Investor Relations and Media/Public Affairs Contact:
8 |


investor.relations@delekus.com
Information about Delek Logistics Partners, LP can be found on its website (www.deleklogistics.com), investor relations webpage (https://www.deleklogistics.com/investor-relations), news webpage (https://www.deleklogistics.com/news-releases) and its X account (@DelekLogistics).
9 |

FAQ

How did Delek Logistics Partners (DKL) perform financially in Q1 2026?

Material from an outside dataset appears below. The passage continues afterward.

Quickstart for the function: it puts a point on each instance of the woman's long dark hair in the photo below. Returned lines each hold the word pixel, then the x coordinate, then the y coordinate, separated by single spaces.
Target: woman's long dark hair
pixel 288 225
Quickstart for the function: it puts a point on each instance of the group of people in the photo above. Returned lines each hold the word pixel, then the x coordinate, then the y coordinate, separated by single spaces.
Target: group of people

Delek Logistics reported net income of $32.4 million, or $0.60 per diluted unit, on $297.5 million of net revenues in Q1 2026. Adjusted EBITDA increased to $132.3 million from $123.2 million a year earlier, reflecting stronger margins and lease-related earnings.

How did Delek Logistics’ Q1 2026 results compare to Q1 2025?

Net income declined from $39.0 million to $32.4 million, mainly due to Winter Storm Fern, while Adjusted EBITDA rose from $123.2 million to $132.3 million. Operating cash flow increased sharply to $170.4 million from $31.6 million, aided by favorable working capital movements.

What 2026 guidance did Delek Logistics Partners (DKL) reaffirm?

Delek Logistics reaffirmed its 2026 Adjusted EBITDA guidance range of $520 million to $560 million. Management cited strong execution, growing third-party cash flows, and progress at its Delaware Basin and Libby Complex assets as support for maintaining this full-year outlook.

What distribution did Delek Logistics declare for Q1 2026?

For Q1 2026, Delek Logistics declared a quarterly cash distribution of $1.130 per common limited partner unit, payable May 11, 2026, to unitholders of record on May 4, 2026. This represents a 1.8% increase over the prior-year quarter and marks the 53rd consecutive quarterly increase.

What is Delek Logistics Partners’ leverage and liquidity position as of March 31, 2026?

As of March 31, 2026, Delek Logistics had approximately $2.3 billion of total debt, $9.9 million of cash, and a leverage ratio of about 4.05x. Additional borrowing capacity under its $1.3 billion third-party revolving credit facility increased to roughly $1.1 billion.

How did Delek Logistics’ operating segments perform in Q1 2026?

In Q1 2026, Adjusted EBITDA was $82.9 million for Gathering and Processing, $14.3 million for Wholesale Marketing and Terminalling, $25.2 million for Storage and Transportation, and $18.3 million from equity-method pipeline joint ventures, partially offset by an $8.4 million Corporate loss.

What capital spending did Delek Logistics undertake in Q1 2026?

Total capital spending for Q1 2026 was $49.8 million, including $41.5 million of growth capital, $7.4 million of sustaining capital, and $0.9 million of regulatory capital. Most growth spending occurred in the Gathering and Processing segment, focused on midstream infrastructure projects.